Dengan melihat permasalahan yang ada, perihal pemberian tunjangan perumahan dan tunjangan transportasi bagi pimpinan dan anggota DPRD ini dapat dikatakan merupakan bentuk korupsi yang dilegalkan karena rumah yang disewa adalah rumah milik pribadi pimpinan dan anggota DPRD serta anggaran yang digunakan merupakan uang negara. Hal ini merupakan salah satu bentuk penyalahgunaan wewenang yang dilakukan oleh pejabat negara dalam kasus ini pemerintah daerah untuk melegalkan tindak pidana korupsi, ucapnya.
Mengapa demikian, karena penyalahgunaan wewenang merupakan suatu hal mutlak dalam penentuan tindak pidana korupsi dan berakibat kepada kerugian keuangan negara atau perekonomian negara, tindak pidana korupsi yang dimaksud dalam hal ini adalah Pasal 3 UU No. 20/2001, yakni terkait dengan pejabat publik atau pemerintahan atau penyelenggara negara terutama dalam hal penggunaan keuangan negara.
Adanya kasus Tunjangan Perumahan dan Transportasi Bagi Pimpinan DPRD dan Anggota DPRD Kota Banjar yang Tengah diperiksa Kejaksaan Negeri Kota Banjar menandakan adanya permasalahan serius dalam pemenuhan tunjangan kesejahteraan pimpinan dan anggota DPRD Kota Banjar yang dinilai ugal-ugalan. Meski telah diatur melalui Peraturan Walikota Banjar Nomor 15 tahun 2021 tentang Perubahan Atas Peraturan Wali Kota Banjar Nomor 82 Tahun 2020 Tentang Besaran Tunjangan Perumahan Dan Tunjangan Transportasi Bagi Pimpinan Dan Anggota DPRD Kota Banjar, menunjukan bahwa dalam menetapkan besaran tunjangan tersebut tidak didasari dengan asas kepatutan, kewajaran, rasionalitas, standar harga setempat yang berlaku, dan standar luas bangunan dan lahan rumah negara sesuai dengan ketentuan peraturan perundang-undangan dalam menentukan Tunjangan Perumahan Anggota DPRD Kota Banjar. Maka disinilah letak korupsi kebijakan sebagai salah satu bentuk perampokan uang rakyat yang dilegalkan dalam peraturan perundang-undangan berikut peraturan turunannya.
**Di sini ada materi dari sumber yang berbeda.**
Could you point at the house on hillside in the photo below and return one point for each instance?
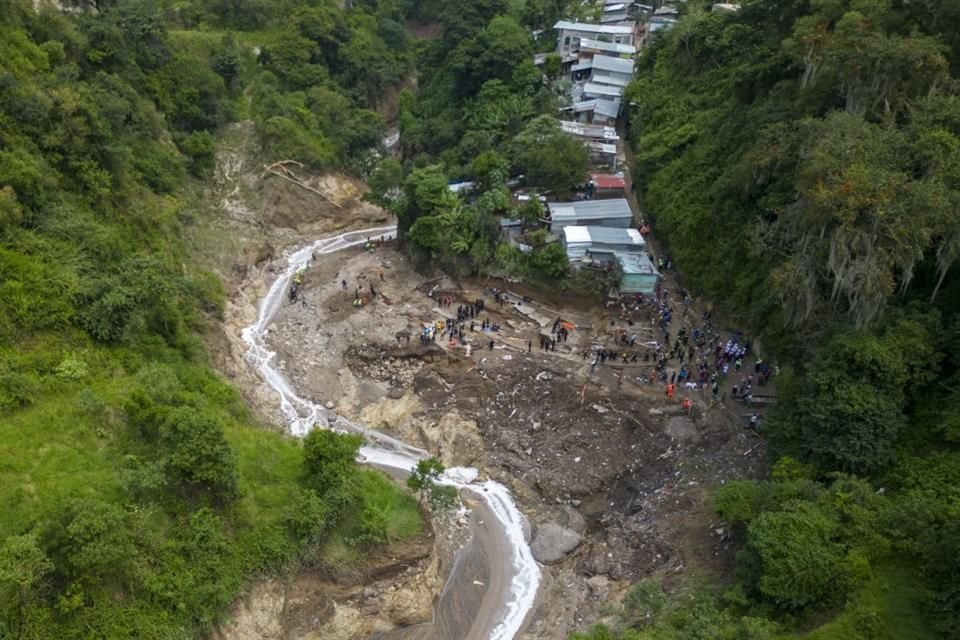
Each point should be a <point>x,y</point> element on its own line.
<point>589,48</point>
<point>582,240</point>
<point>598,246</point>
<point>601,213</point>
<point>570,33</point>
<point>604,186</point>
<point>639,273</point>
<point>603,69</point>
<point>590,132</point>
<point>599,82</point>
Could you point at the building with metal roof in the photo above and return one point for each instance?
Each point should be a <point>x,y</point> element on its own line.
<point>589,46</point>
<point>613,65</point>
<point>570,34</point>
<point>595,90</point>
<point>639,273</point>
<point>602,213</point>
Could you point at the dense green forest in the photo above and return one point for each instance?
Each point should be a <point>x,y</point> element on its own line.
<point>801,162</point>
<point>137,493</point>
<point>483,112</point>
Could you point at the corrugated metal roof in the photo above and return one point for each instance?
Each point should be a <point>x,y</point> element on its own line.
<point>574,234</point>
<point>609,47</point>
<point>606,78</point>
<point>608,181</point>
<point>612,64</point>
<point>617,16</point>
<point>594,89</point>
<point>607,108</point>
<point>586,27</point>
<point>636,263</point>
<point>615,236</point>
<point>592,131</point>
<point>590,210</point>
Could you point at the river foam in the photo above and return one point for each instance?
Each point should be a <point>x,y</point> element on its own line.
<point>385,451</point>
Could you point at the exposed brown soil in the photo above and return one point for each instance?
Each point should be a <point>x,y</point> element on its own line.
<point>601,451</point>
<point>602,443</point>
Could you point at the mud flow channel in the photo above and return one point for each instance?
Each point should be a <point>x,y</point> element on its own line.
<point>493,584</point>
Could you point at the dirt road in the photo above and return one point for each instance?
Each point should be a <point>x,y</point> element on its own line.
<point>499,550</point>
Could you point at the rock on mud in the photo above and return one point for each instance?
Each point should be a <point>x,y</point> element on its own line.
<point>553,542</point>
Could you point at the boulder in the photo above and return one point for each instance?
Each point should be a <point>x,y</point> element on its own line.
<point>553,542</point>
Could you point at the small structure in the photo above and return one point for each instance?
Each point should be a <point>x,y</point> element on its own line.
<point>663,19</point>
<point>461,187</point>
<point>590,47</point>
<point>607,185</point>
<point>570,34</point>
<point>590,132</point>
<point>604,213</point>
<point>639,273</point>
<point>600,241</point>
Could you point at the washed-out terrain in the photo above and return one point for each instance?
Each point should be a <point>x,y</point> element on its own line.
<point>610,472</point>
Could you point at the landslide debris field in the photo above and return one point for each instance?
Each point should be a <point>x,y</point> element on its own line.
<point>611,473</point>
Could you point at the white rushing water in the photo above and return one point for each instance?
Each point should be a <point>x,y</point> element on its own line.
<point>384,451</point>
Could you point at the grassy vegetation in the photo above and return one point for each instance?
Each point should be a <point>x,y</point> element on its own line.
<point>888,607</point>
<point>137,493</point>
Hal ini dapat dilihat dari konsep wewenang dalam kajian hukum khususnya hukum administrasi dan tindak pidana korupsi merupakan dua aspek hukum yang saling terkait. Menurut tradisi ilmu hukum, titik taut “hukum administrasi” berada diantara norma hukum pemerintahan dan hukum pidana, sehingga dapat dikatakan sebagai “hukum antara”. Hukum pidana berisi norma-norma yang begitu penting bagi kehidupan masyarakat sehingga penegakan norma-norma tersebut dapat ditegakkan sanksi pidana. Karena itu hampir setiap norma hukum pemerintahan didasarkan hukum administrasi karena akhir dari setiap tindakan kebijakan pemerintah itu ada sejumlah ketentuan pidana.
Tunjangan perumahan dan transportasi bagi pimpinan dan anggota DPRD dibiayai oleh keuangan negara, sehingga harus dipertanggungjawabkan penggunaannya sesuai dengan peraturan perundang-undangan yang berlaku. Apabila dalam pertanggungjawabannya tidak sesuai dengan peraturan perundang-undangan yang berlaku maka dikategorikan dalam penyalahgunaan kewenangan yang menyebabkan kerugian negara.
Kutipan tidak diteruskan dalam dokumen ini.